Even the United States Supreme Court has recognized the problem with consent decrees. In Frew v. Hawkins the Court stated:
Enforcement of consent decrees can undermine the sovereign interests and accountability of state governments. Although officials consent to the entry of decrees in the first place, they tie not only their own hands, but those of their successors in office into the indefinite future . . . if not limited to reasonable and necessary implementations of federal law, remedies outlined in consent decrees . . . may improperly deprive future officials of their designated legislative and executive powers and lead to federal court oversight of state programs for long periods of time even absent an ongoing violation of federal law.
To be sure, consent decrees are an important legal tool for the states as well as those who have been injured. Governments have important duties to those who depend upon them. When they fail to act responsibly, those injured should have recourse.
However, consent decrees too often usurp the power of constitutionally elected officials and place the public policy decision into the hands of an appointed federal judge.
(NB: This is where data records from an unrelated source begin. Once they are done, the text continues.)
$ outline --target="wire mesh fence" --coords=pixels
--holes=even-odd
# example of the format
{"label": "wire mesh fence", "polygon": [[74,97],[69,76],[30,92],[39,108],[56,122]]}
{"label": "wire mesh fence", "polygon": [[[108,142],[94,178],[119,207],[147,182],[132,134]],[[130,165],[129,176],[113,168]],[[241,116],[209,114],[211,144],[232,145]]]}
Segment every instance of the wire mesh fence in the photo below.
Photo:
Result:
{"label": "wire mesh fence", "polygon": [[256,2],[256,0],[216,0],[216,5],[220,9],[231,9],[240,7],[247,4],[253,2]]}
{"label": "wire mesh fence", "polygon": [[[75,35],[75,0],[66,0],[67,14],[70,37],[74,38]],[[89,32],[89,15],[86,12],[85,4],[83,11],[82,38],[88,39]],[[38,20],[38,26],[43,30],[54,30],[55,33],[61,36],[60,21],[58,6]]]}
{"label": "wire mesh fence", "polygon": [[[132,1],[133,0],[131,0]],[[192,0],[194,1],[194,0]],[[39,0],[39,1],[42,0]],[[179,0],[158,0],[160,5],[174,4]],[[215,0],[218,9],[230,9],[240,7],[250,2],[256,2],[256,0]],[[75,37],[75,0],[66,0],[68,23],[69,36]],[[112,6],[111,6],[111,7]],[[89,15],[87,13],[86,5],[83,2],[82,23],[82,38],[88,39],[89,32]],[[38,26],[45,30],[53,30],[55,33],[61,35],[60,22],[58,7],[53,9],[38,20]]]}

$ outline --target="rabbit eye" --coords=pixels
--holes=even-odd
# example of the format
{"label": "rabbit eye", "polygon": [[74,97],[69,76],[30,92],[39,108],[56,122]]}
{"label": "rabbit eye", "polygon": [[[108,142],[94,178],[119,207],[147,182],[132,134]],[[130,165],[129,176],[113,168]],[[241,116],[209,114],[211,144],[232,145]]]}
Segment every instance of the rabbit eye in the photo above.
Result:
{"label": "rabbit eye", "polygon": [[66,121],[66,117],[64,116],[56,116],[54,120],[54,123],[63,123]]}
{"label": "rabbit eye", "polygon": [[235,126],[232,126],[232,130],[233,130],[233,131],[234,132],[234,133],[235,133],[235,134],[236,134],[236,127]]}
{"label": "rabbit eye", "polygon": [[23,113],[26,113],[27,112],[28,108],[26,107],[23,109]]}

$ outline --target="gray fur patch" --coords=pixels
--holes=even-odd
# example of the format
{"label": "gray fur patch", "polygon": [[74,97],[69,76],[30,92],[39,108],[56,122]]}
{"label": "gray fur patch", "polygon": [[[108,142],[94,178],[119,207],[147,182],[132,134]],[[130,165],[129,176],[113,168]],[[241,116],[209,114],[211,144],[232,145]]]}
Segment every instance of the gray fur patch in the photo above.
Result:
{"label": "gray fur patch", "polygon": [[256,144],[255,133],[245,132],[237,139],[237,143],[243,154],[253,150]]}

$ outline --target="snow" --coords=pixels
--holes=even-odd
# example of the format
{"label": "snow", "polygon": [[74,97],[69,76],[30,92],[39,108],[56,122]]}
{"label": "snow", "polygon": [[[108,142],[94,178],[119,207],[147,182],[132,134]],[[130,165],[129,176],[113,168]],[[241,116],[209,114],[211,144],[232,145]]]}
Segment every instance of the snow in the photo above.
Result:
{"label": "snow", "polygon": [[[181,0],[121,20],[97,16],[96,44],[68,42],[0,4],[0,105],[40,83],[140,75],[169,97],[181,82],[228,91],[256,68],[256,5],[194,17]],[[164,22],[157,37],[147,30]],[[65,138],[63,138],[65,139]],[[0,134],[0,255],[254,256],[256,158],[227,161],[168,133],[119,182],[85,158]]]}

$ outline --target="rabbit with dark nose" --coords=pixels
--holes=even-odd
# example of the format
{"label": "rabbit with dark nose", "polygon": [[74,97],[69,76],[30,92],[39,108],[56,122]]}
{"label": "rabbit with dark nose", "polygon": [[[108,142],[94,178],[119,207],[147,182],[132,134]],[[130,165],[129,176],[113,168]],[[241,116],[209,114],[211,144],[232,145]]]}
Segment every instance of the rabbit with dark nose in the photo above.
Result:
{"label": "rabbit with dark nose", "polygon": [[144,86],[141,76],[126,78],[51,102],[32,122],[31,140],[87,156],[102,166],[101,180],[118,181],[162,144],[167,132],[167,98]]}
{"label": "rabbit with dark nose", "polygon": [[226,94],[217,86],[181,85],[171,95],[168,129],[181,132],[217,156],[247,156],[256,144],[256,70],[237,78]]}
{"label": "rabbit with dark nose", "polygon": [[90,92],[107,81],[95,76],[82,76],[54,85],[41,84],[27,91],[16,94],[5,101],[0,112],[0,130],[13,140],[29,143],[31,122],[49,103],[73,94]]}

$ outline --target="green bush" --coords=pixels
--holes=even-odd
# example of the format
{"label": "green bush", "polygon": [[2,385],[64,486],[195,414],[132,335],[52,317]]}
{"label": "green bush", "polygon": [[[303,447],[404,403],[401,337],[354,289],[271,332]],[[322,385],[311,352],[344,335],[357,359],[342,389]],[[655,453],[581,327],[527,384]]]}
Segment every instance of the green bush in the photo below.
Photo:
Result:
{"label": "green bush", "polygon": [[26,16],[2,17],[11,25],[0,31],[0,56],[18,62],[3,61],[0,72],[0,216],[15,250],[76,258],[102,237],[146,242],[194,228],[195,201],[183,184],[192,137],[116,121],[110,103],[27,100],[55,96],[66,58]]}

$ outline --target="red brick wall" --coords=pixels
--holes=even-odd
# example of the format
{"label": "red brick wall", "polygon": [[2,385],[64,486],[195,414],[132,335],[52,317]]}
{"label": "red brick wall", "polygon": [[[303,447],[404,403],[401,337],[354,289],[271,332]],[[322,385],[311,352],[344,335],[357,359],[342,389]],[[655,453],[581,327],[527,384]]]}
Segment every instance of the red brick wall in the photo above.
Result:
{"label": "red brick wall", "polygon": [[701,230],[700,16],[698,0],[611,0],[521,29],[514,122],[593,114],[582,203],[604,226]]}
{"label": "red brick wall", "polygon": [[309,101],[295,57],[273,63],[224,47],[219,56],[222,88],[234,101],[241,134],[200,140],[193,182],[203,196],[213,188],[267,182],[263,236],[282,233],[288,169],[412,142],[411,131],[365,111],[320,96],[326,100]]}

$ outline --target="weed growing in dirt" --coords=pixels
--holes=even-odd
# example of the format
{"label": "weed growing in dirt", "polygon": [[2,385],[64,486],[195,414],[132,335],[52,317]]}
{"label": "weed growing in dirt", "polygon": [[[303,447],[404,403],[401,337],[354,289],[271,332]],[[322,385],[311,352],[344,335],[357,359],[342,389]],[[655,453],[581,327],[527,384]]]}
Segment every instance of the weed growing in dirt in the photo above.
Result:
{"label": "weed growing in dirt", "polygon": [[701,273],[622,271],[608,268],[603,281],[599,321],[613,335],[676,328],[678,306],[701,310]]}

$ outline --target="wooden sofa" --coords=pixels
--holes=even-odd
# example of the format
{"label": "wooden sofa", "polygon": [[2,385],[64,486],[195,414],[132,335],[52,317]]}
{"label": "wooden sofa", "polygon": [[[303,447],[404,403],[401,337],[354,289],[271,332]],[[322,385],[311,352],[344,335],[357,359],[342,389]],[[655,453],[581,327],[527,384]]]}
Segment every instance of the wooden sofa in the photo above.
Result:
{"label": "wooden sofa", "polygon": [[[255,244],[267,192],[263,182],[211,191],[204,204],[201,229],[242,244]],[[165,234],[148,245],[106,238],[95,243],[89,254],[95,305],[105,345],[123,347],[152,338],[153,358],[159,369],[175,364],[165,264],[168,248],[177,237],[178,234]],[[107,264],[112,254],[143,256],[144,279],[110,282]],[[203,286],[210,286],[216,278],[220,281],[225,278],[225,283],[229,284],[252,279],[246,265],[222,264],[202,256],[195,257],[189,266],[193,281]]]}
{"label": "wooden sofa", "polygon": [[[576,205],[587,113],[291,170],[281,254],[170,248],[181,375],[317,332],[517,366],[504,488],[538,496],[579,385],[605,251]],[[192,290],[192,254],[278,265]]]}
Consent decrees become the bureaucracy's avenue to achieve, by court ordered fiat, what they cannot achieve in the legislature. Federal court oversight "should be as narrow and short-lived as fulfilling the duty to eradicate discrimination allows."
Federal courts should not run important functions of state government for decades at a time. In Alabama, Federal courts have been micromanaging for over twenty years. This is a problem that Congress should address. I call on it to do so.